Cancer remains the leading cause of disease-related death in children. For the ~25% of children who experience relapses of their malignant tumors, usually after very intensive first-line therapy, curative treatment options are scarce. Preclinical drug testing to identify promising treatment options that match the molecular make-up of the tumor is hampered by the fact that i) molecular genetic data on pediatric tumors from relapsed patients and thus our understanding of tumor evolution and therapy resistance are very limited to date and ii) for many of the high-risk entities, no appropriate and molecularly well characterized patient-derived models and/or genetic mouse models are currently available. Thus, quality-assured upfront preclinical testing of novel molecularly targeted compounds in a (saturated) repertoire of well-characterized models will establish the basis to increase therapeutic successes of these drugs in children with malignancies. Since these tumors are overall genetically much less complex than their adult counterparts, it is anticipated that it will be easier to identify powerful predictive biomarkers to allow for accurate matching of targets and drugs.

To address this high but as yet unmet clinical need, the main objectives for this preclinical platform project are the following:

  • To establish a representative collection of patient-derived in vitro and in vivo models (target: n=420) as well as genetic mouse models (target: maximum of 15 spread out across multiple tumor types) of the most common pediatric high-risk entities including a significant proportion of models from relapses.

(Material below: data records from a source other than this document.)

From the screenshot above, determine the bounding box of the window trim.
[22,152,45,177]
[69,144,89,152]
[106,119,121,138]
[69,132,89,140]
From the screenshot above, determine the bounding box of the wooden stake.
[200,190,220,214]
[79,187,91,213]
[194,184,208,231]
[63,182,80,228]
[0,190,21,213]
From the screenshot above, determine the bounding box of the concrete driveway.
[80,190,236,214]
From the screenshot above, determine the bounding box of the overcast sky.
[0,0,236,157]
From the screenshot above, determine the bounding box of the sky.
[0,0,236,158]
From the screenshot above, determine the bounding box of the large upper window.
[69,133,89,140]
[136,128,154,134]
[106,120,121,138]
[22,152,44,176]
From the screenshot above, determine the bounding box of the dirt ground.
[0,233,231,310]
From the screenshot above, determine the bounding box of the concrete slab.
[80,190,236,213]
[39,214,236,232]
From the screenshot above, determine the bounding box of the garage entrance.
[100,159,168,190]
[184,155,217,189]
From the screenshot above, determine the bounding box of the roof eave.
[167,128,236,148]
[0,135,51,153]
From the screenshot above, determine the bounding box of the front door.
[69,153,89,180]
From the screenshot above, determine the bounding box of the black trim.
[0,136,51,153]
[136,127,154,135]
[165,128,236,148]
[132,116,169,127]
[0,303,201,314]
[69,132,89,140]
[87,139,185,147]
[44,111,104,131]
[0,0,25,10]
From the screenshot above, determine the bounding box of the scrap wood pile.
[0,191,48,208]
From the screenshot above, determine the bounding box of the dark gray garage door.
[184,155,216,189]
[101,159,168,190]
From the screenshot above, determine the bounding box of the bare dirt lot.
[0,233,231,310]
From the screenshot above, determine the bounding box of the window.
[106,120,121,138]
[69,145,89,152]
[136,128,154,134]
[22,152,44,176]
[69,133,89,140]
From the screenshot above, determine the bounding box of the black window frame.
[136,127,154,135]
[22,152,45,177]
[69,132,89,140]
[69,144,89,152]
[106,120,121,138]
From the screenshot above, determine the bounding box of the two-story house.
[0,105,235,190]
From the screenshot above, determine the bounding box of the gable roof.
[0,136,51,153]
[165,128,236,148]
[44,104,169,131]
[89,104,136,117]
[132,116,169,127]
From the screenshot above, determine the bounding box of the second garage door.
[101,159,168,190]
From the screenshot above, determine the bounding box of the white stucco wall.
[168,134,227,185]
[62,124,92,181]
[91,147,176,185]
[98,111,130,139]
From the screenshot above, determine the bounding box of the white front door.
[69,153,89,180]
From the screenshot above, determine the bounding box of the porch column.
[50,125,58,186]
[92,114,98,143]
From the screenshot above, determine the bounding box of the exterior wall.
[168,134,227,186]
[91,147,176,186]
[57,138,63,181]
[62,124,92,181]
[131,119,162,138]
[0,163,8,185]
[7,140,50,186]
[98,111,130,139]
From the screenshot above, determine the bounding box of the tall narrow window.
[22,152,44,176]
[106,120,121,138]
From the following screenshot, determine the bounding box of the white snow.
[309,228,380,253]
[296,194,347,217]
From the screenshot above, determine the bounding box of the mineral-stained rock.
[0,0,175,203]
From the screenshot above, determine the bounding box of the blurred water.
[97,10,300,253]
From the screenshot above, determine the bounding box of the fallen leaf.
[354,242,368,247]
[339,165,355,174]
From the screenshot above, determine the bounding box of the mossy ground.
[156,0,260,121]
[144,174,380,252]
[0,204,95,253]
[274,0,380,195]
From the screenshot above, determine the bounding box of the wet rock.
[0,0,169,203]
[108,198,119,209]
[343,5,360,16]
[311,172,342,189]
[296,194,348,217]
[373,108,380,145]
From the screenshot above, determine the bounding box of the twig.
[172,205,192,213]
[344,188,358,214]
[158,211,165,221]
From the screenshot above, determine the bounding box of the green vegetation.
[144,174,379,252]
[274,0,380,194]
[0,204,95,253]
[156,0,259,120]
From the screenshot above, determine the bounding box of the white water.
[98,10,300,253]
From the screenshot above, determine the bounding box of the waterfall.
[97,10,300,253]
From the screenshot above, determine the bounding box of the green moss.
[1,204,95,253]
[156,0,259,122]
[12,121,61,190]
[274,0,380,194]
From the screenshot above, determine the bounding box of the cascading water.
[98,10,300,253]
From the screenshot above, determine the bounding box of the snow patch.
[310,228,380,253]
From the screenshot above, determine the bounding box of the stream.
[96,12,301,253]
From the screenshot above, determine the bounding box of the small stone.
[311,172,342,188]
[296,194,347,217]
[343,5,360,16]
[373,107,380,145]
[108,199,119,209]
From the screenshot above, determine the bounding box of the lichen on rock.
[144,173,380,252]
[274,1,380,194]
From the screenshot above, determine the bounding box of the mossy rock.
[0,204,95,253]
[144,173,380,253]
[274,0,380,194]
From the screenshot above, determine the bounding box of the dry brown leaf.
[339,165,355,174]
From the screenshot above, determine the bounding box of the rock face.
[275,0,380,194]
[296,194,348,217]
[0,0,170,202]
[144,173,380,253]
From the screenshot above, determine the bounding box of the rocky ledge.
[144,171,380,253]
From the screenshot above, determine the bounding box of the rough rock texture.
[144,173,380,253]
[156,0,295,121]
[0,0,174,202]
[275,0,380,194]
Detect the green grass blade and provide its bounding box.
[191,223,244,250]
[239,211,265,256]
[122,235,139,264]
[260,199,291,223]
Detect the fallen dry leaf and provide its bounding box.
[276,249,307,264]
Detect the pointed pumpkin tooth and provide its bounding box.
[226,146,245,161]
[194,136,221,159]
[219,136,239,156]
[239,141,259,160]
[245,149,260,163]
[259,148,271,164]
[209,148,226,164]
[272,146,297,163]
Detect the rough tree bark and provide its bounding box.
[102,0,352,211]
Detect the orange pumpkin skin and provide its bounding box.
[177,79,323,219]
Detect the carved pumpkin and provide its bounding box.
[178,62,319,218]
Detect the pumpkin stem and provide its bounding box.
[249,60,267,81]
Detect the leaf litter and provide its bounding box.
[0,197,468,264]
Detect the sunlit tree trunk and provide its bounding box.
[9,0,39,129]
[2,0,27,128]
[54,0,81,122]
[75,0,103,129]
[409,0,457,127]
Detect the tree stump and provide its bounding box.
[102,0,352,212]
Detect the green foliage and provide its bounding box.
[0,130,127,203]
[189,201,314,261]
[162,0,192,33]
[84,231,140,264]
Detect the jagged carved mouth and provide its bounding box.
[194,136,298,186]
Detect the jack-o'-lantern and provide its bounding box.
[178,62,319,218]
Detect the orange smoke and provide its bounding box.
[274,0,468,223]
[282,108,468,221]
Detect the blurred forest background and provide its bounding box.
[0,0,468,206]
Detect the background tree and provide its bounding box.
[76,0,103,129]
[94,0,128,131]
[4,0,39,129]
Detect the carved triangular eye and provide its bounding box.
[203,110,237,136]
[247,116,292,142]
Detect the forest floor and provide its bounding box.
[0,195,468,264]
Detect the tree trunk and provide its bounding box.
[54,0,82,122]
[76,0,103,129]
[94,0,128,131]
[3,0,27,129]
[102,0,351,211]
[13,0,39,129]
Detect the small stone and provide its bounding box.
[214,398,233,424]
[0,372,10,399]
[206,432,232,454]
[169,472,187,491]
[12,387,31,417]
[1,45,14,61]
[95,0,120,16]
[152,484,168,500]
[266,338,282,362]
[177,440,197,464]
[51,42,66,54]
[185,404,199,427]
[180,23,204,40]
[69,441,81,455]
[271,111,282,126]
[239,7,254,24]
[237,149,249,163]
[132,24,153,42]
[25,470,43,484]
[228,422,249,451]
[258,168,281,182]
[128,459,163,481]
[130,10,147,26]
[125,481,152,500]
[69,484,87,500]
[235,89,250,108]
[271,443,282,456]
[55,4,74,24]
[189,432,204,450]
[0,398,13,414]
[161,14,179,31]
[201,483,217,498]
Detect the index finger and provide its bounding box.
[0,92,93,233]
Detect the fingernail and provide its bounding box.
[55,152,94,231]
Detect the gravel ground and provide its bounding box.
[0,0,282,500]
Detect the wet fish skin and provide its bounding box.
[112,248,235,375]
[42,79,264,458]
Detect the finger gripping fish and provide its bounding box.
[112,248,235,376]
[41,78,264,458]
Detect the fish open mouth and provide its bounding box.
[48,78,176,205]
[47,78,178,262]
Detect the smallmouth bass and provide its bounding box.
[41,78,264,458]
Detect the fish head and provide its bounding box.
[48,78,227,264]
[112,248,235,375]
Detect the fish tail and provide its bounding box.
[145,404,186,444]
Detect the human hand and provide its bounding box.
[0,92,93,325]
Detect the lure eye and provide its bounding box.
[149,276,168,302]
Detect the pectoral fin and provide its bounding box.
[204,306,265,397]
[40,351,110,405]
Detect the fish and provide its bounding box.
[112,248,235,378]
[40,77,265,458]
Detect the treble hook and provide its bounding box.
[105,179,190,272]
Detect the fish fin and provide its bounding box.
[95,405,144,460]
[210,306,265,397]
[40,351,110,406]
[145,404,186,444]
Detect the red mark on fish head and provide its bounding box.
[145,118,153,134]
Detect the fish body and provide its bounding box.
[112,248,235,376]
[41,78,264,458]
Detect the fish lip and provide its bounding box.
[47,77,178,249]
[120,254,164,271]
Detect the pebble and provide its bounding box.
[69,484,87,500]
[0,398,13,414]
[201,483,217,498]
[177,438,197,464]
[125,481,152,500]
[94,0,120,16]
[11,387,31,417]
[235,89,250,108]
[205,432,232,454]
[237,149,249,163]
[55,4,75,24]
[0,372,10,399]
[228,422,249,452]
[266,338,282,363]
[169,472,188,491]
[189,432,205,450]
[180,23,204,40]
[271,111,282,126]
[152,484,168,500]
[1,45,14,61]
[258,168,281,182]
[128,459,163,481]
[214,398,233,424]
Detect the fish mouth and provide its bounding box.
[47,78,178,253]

  • To molecularly characterize and to quality-assess the models as well as the matching primary tumor samples and germline controls with state-of-the-art molecular diagnostic tools.
  • To enable regulatory filings in the EU through the development of comprehensive preclinical data packages necessary to move drugs into clinical trials for children with tumors.
  • To prioritize pediatric drug development using existing collections of molecular data for systematic target reports, followed by in vivo drug testing in faithful disease models including pharmacokinetics and pharmacodynamicswhere necessary (e.g., brain penetration). In vivo drug testing will also include at least three standard-of care-drugs for all models as a baseline for comparisons.
  • To identify suitable biomarkers for future clinical stratification of patients across entities.
  • Ultimately, the establishment of the ITCC-P4 platform over the long term will overcome a long-standing gap by enabling thorough molecular characterization of high-risk pediatric malignancies coupled with standardized preclinical testing procedures, and will thus greatly expedite the development of more precise and efficacious drugs for this patient group. Developing this platform as a public-private partnership will create a model for collaboration that can hopefully be extended to other types of cancer entities and patient groups.